5 Dec 2014

Stop and search figures suggest officer bias in the Met

Exclusive: Figures obtained by Channel 4 News show a small number of Metropolitan police officers carrying out most stops and searches, with only a small proportion of stops leading to arrest.

Exclusive figures obtained by Channel 4 News reveal just over 200 Metropolitan police officers carried out over 19,000 searches in a six-month period.

Our analysis suggests racial bias and a huge variation in how effectively officers use their powers on the beat.

Individual performances are now under scrutiny as part of the Met’s new drive to bring down the rate of stop-search.

The force, along with 34 others this week, signed up to a Home Office voluntary scheme to revolutionise the entire stop and search process.

Senior officers believe the key is to monitor individual performance.

Adrian Hanstock, formerly a Met Commander leading stop and search, said the figures on individual officers “reveal the journey that we are on”, but said the Met “haven’t found evidence of cultural bias, and it’s not an easy thing to understand”.

Using data obtained under the Freedom of Information Act, Channel 4 News has examined those officers who use their powers of stop and search most often and what the outcomes of those stops were.

Our data detail over 19,000 stop and searches conducted over six months from October 2013 to March 2014 and reveal:

- Nearly one in four of those officers using stop and searches under the reasonable suspicion laws arrested less than 10 per cent of the people they stop and searched
- Nine officers, responsible for 312 stop and searches, made no arrest whatsoever. Just under half (44 per cent) targeted for those stops were black while another 44 per cent were black, minority or ethnic race. 

For people stopped and searched on suspicion of drugs, under Section 23 of the Misuse of Drugs Act:

- Nearly one in three officers arrested less than 10 per cent of the people that they stopped

- Six officers made a total of 248 stop and searches with no arrest. Of the total, 22 per cent of stop and searches were on black people, and 54 per cent were on people of black, minority or ethnic race.

Some officers went way beyond the national disproportionality figures.

According to the Equality and Human Rights Commission, you are at least six times more likely to be stopped and searched if you are black and than if you are white, and twice as likely if you are Asian that if you are white.

Examples we found in the Metropolitan Police include:

- One officer who made 54 stop and searches, almost all of them on young black men aged 10-19 years, yet none led to arrest

- Another officer made 33 stop and searches, with 29 on young black men, 29 were aged 10-19, but made no arrests.

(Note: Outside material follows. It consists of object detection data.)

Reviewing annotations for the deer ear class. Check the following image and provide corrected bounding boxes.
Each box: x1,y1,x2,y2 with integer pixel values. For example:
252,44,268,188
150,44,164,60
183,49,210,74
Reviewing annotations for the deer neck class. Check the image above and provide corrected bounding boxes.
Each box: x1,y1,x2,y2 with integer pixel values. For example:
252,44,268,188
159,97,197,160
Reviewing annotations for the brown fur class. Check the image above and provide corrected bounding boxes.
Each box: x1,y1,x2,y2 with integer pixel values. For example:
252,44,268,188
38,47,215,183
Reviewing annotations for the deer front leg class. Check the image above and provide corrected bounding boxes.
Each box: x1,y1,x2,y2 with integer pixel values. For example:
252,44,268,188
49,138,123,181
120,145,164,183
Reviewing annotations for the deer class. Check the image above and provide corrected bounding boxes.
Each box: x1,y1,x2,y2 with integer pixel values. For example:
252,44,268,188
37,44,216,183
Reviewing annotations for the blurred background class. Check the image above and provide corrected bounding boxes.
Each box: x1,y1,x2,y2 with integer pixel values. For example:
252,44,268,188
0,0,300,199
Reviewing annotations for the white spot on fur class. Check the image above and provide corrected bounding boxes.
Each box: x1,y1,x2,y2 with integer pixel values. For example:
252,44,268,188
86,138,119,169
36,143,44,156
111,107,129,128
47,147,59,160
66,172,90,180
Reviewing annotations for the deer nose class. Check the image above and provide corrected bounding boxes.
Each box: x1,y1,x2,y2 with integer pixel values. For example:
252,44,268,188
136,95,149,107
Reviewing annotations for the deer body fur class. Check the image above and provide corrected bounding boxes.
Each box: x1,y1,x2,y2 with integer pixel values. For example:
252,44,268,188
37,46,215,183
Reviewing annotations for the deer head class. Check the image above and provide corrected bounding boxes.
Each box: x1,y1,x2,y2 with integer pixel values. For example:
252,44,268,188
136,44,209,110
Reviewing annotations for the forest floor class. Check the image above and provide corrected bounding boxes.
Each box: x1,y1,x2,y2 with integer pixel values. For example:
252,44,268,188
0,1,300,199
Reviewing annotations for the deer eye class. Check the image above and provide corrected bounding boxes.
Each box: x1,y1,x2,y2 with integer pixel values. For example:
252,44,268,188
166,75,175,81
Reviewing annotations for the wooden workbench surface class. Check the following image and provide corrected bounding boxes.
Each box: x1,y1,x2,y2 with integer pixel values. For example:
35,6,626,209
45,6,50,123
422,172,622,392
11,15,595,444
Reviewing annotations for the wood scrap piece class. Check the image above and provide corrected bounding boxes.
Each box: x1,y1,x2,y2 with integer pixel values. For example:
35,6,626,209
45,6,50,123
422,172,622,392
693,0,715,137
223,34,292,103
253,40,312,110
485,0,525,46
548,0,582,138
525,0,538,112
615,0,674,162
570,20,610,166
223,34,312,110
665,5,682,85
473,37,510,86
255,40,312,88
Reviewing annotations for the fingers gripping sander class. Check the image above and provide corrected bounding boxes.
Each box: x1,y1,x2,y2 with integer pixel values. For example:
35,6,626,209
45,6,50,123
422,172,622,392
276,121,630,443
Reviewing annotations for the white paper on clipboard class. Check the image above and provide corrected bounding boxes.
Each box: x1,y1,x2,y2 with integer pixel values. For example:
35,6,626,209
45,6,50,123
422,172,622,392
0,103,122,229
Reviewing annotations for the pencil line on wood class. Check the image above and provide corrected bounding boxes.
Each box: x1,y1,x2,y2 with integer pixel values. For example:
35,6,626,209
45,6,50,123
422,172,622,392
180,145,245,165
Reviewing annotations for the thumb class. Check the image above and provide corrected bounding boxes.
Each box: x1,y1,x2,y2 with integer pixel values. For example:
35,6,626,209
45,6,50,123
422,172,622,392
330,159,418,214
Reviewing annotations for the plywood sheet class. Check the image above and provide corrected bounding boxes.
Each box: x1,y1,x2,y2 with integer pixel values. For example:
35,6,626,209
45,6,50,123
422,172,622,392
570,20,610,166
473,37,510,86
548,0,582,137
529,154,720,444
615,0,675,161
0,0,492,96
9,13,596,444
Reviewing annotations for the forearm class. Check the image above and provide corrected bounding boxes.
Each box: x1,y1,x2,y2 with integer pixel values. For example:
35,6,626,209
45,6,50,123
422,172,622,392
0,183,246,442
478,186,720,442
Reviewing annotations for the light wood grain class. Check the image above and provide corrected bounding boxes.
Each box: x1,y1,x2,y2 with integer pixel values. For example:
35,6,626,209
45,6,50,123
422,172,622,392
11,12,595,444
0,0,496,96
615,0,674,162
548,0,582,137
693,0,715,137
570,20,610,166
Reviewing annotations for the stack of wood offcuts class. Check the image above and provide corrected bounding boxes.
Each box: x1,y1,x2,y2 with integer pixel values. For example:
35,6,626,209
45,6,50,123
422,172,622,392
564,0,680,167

Today the Home Secretary Theresa May is expected to announce the first changes for 30 years to the code of practice governing stop and search and what constitutes “reasonable grounds” for suspicion.

One proposal during the eight week consultation was to discount “the smell of cannabis” as justification to stop and search.

Inspector Nick Glynn, lead officer on stop and search at the College of Policing, described an exercise he uses to train officers in effective stop and search – asking officers to stand up, and then sit down if they have been stopped and searched fewer than five times.

“There’s always a very similar picture there of people from ethnic minorities being the ones who are still standing,” he said.

“It’s a stark visualisation of there is something going on here. Whether it is conscious or unconscious, there is definitely something going on there.”

Adrian Hanstock, formerly a Met Commander leading stop and search, and now Deputy Chief Constable for the British Transport Police, said the Met “haven’t found evidence of cultural bias, and it’s not an easy thing to understand”.

“What we have to do is work with those officers and make sure that they have received the appropriate training to understand that may be a factor,’ he added.

On the performance of individual officers in stop and search, he said the figures “reveal the journey that we are on”.

“As we take time we have moved the enormous volume of searches from half a million two years ago, to now 260,000, and there is still some way to go to make sure officers fully understand why they are using those powers and how they are using them.”â??